In addition, procedure 100 and the IVD device may reduce the use of defibrillators to treat patients suffering from cardiac channelopathy-induced disease. Most current patients suffering from cardiac channelopathy-induced disease receive a defibrillator that is implanted and has to be changed every 7 years. The initial implantation and changing of the defibrillator involves surgery, which increases the risk for complications and adverse effects. Procedure 100 and the IVD device may reduce the need for defibrillators through improved diagnosis and better treatment planning.

Further, the use of the CytoPatch™ technology in the IVD device automates what can be a very time consuming manual procedure. The manual procedure is performed by an electrophysiologist that is specifically trained over months in manual patch clamping (MPC). Trained technicians may operate the IVD device and free electrophysiologists from time-consuming and highly-frustrating manual research work to focus on experiment data analysis (e.g., analysis of database 110).

In some embodiments, the IVD device includes a cardiac action potential simulator. The cardiac action potential simulator may be used to assess patient-specific missings or alterings in certain ion channel conductivities. In some embodiments, the IVD device may be able to suggest compounds or medicines that can be tested for restoring the altered currents. In some embodiments, the IVD device uses current feedback algorithms (e.g., dynamic clamp) to restore the altered currents in vitro. Using the current feedback algorithms may provide additional evidence on the missing ion channel conductivities and/or provide a mathematical fit of the missing ion channel conductivities.

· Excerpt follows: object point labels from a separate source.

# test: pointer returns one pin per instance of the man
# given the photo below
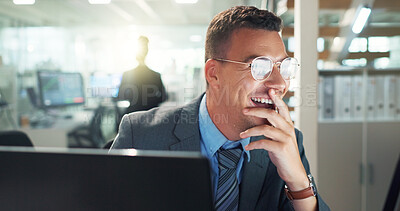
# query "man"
(241, 124)
(142, 87)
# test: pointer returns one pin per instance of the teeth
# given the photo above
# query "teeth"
(262, 100)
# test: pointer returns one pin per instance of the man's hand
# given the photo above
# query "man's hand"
(281, 142)
(281, 145)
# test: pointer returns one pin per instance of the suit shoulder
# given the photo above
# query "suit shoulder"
(154, 117)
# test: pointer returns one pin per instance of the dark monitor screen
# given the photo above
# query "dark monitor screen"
(138, 180)
(60, 89)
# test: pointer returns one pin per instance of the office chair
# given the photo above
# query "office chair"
(90, 136)
(15, 138)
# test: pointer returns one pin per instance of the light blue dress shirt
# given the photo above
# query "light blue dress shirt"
(212, 139)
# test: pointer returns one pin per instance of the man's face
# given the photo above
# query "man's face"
(237, 88)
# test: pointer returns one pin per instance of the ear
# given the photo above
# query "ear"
(211, 72)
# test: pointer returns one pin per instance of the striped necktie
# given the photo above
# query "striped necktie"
(227, 197)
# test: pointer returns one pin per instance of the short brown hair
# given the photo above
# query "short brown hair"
(223, 24)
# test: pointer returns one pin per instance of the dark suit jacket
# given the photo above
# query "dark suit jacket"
(143, 88)
(178, 129)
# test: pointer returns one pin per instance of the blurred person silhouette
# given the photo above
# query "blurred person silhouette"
(141, 86)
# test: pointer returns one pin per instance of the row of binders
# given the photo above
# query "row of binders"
(351, 97)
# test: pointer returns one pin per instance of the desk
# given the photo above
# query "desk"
(56, 135)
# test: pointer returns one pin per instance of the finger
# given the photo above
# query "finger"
(267, 131)
(274, 118)
(280, 105)
(265, 144)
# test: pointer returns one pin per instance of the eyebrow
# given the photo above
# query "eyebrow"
(250, 58)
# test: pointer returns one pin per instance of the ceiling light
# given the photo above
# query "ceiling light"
(186, 1)
(99, 1)
(361, 20)
(24, 2)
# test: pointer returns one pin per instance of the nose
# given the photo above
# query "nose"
(275, 80)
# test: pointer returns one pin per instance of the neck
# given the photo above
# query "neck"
(220, 117)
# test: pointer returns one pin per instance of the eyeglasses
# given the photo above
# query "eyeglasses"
(261, 67)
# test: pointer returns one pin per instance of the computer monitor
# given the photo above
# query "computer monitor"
(60, 89)
(105, 85)
(95, 180)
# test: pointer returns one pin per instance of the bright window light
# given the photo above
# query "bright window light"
(99, 1)
(378, 44)
(381, 63)
(358, 44)
(186, 1)
(355, 62)
(24, 2)
(361, 20)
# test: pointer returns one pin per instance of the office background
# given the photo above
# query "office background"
(91, 43)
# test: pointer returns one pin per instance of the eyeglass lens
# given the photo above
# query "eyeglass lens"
(262, 67)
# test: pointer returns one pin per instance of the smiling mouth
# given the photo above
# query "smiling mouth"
(263, 102)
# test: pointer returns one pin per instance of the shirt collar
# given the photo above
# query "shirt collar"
(212, 138)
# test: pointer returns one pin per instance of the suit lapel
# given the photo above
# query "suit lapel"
(254, 175)
(187, 128)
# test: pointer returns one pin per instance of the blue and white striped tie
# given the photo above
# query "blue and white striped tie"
(227, 197)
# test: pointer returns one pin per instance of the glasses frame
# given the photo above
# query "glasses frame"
(278, 65)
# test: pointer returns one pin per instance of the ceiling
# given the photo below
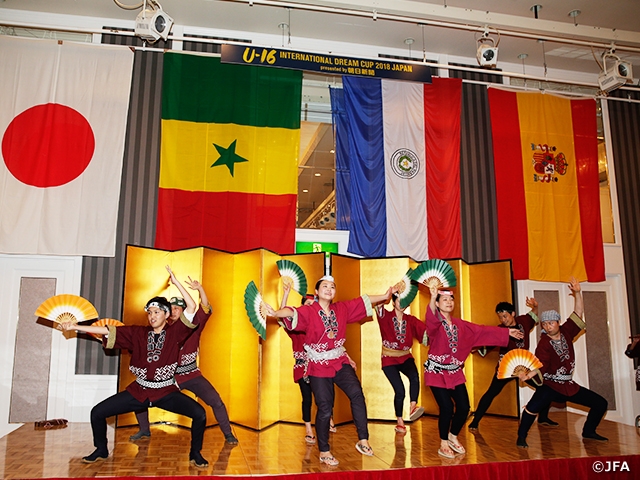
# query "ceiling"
(599, 21)
(437, 27)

In some embodiments the IVD device uses use single ion channel recording techniques. In some embodiments, the IVD device uses capacity measurements to assess cellular membrane parameters. In some embodiments, the IVD assesses the contraction of the cardiomyocytes optically along with the patch clamp. In some embodiments, the IVD device assesses the electrophysiological phenotypic function of the cells (cardiomyocytes) by changing intracellular or extracellular buffers during the recordings. In some embodiments, the IVD device assesses the osmotic tolerance of the cells. For example, the IVD device may assess shrinking or expansion of the cells induced by osmotic changes in the buffer as assessed optically or by capacity measurement.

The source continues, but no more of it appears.